If the graph of *y = f( x )* has an inflection point at *x = a*, then the second derivative of *f* evaluated at *a* is zero.

We write this in mathematical notation as *f’’( a )* = 0. If the second derivative of a function is zero at a point, this does not automatically imply that we have found an inflection point. However, we can look for potential inflection points by seeing where the second derivative is zero. We will use this method to determine the location of the inflection points of the normal distribution.

### Inflection Points of the Bell Curve

A random variable that is normally distributed with mean μ and standard deviation of σ has a probability density function of

*f( x ) =1/ (σ √(2 π) )exp[-(x - μ) ^{2}/(2σ^{2})]*.

Here we use the notation exp[y] = *e ^{y}*, where

*e*is the mathematical constant approximated by 2.71828.

The first derivative of this probability density function is found by knowing the derivative for *e ^{x}* and applying the chain rule.

*f’ (x ) = -(x - μ)/ (σ ^{3} √(2 π) )exp[-(x -μ) ^{2}/(2σ^{2})] = -(x - μ) f( x )/σ^{2}*.

We now calculate the second derivative of this probability density function.
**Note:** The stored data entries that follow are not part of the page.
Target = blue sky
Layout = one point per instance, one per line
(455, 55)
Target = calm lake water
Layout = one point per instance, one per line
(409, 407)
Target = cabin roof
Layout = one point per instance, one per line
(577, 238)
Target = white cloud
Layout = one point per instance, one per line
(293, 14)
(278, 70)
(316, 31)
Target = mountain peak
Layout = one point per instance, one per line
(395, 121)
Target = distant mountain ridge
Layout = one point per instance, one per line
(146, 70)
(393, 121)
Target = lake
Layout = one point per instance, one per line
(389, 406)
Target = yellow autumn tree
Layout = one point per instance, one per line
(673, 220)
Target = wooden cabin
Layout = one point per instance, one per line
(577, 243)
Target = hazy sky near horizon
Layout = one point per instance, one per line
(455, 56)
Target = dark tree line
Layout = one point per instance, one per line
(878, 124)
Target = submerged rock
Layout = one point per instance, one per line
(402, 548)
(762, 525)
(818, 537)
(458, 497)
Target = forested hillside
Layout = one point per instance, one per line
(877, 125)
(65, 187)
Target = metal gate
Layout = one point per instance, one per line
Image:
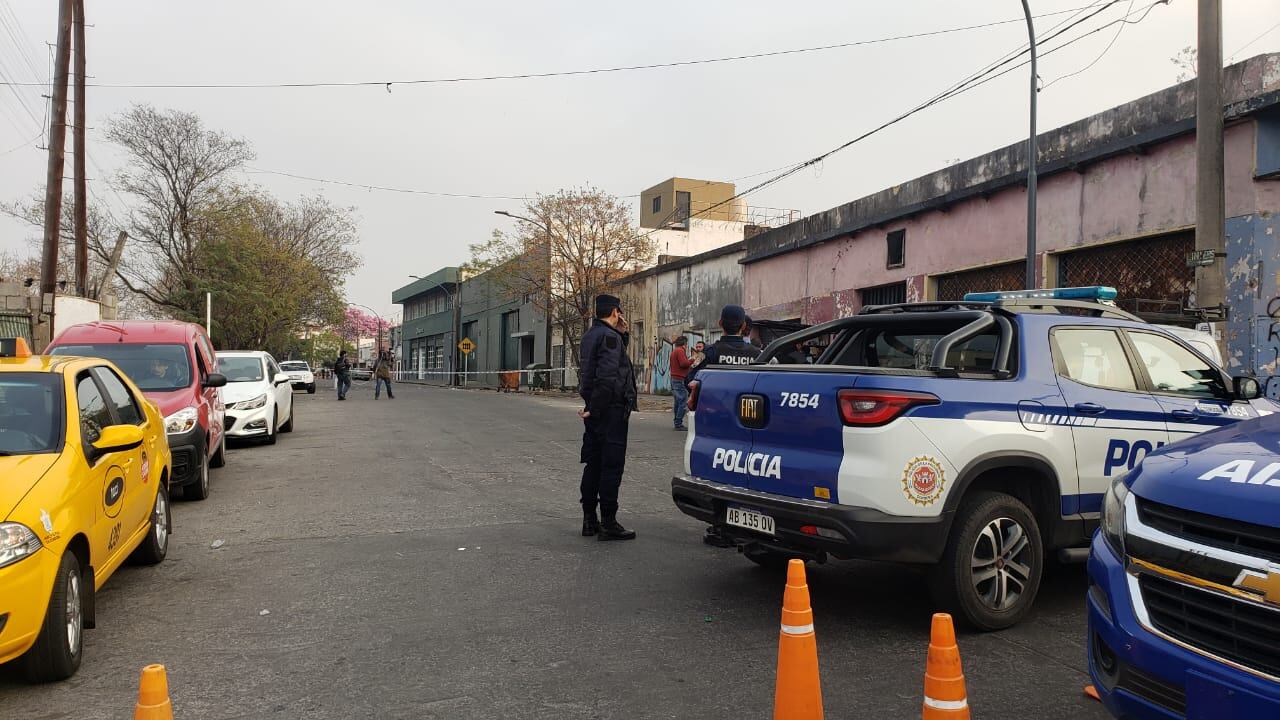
(1008, 276)
(1151, 274)
(16, 324)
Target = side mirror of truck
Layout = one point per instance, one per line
(1247, 387)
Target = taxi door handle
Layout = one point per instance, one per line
(1089, 408)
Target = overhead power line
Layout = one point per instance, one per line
(562, 73)
(383, 187)
(970, 82)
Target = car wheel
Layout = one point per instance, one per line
(219, 459)
(288, 424)
(771, 560)
(993, 561)
(56, 654)
(156, 543)
(199, 490)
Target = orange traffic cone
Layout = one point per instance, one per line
(945, 697)
(799, 693)
(154, 695)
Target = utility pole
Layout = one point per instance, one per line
(56, 158)
(78, 139)
(1210, 164)
(1032, 151)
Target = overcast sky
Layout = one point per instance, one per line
(621, 131)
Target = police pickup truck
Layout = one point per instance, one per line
(973, 437)
(1184, 580)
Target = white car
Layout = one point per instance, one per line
(300, 374)
(259, 396)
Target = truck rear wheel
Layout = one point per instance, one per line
(993, 563)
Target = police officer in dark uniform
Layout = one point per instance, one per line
(731, 349)
(607, 383)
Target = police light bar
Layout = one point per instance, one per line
(14, 347)
(1095, 294)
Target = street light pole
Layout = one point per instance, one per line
(1032, 151)
(547, 315)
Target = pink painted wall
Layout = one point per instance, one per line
(1121, 197)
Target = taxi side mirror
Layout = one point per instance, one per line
(117, 438)
(1247, 387)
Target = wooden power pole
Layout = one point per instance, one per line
(78, 139)
(1210, 165)
(56, 159)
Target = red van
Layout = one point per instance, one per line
(173, 364)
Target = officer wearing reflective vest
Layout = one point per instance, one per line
(607, 383)
(731, 349)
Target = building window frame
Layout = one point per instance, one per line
(895, 249)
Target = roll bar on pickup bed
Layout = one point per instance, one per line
(977, 322)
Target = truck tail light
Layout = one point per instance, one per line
(873, 408)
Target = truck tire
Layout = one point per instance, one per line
(992, 565)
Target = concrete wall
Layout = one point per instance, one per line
(700, 237)
(484, 302)
(681, 297)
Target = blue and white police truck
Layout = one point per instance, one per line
(974, 437)
(1184, 580)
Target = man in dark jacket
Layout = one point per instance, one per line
(731, 349)
(607, 383)
(342, 370)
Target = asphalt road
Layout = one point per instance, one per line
(421, 557)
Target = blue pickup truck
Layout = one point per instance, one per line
(972, 437)
(1184, 580)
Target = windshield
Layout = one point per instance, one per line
(150, 367)
(241, 369)
(31, 413)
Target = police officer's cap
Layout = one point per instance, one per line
(604, 304)
(732, 317)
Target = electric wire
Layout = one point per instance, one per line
(567, 73)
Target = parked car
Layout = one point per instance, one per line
(259, 395)
(174, 365)
(300, 374)
(85, 473)
(972, 437)
(1184, 579)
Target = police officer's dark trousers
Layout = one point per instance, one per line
(604, 451)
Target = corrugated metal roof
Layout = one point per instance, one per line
(16, 326)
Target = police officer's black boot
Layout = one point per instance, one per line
(590, 523)
(612, 529)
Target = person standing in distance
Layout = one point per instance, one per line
(731, 349)
(607, 383)
(342, 370)
(680, 367)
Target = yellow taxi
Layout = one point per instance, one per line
(83, 486)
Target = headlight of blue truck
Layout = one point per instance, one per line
(1112, 514)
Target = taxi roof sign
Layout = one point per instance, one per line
(14, 347)
(1096, 294)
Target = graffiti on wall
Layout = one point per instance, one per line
(1253, 299)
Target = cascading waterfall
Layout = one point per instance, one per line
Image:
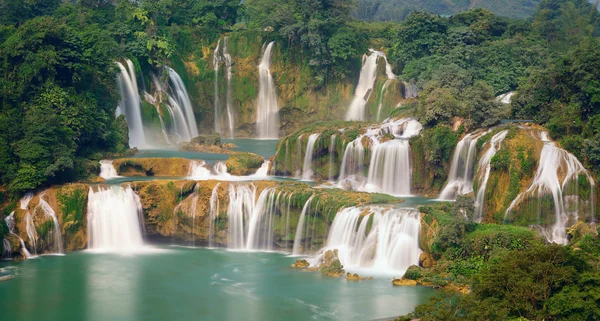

We use the product rule to see that:

*f’’( x ) = - f( x )/σ ^{2} - (x - μ) f’( x )/σ^{2}*

Simplifying this expression we have

*f’’( x ) = - f( x )/σ ^{2} + (x - μ)^{2} f( x )/(σ^{4})*

Now set this expression equal to zero and solve for *x*. Since *f( x )* is a nonzero function we may divide both sides of the equation by this function.

*0 = - 1/σ ^{2} + (x - μ)^{2} /σ^{4}*

To eliminate the fractions we may multiply both sides by *σ*^{4}

*0 = - σ ^{2} + (x - μ)^{2}*

We are now nearly at our goal. To solve for *x* we see that

*σ ^{2} = (x - μ)^{2}*

By taking a square root of both sides (and remembering to take both the positive and negative values of the root

±*σ = x - μ*

From this it is easy to see that the inflection points occur where *x = μ ± σ*. In other words the inflection points are located one standard deviation above the mean and one standard deviation below the mean.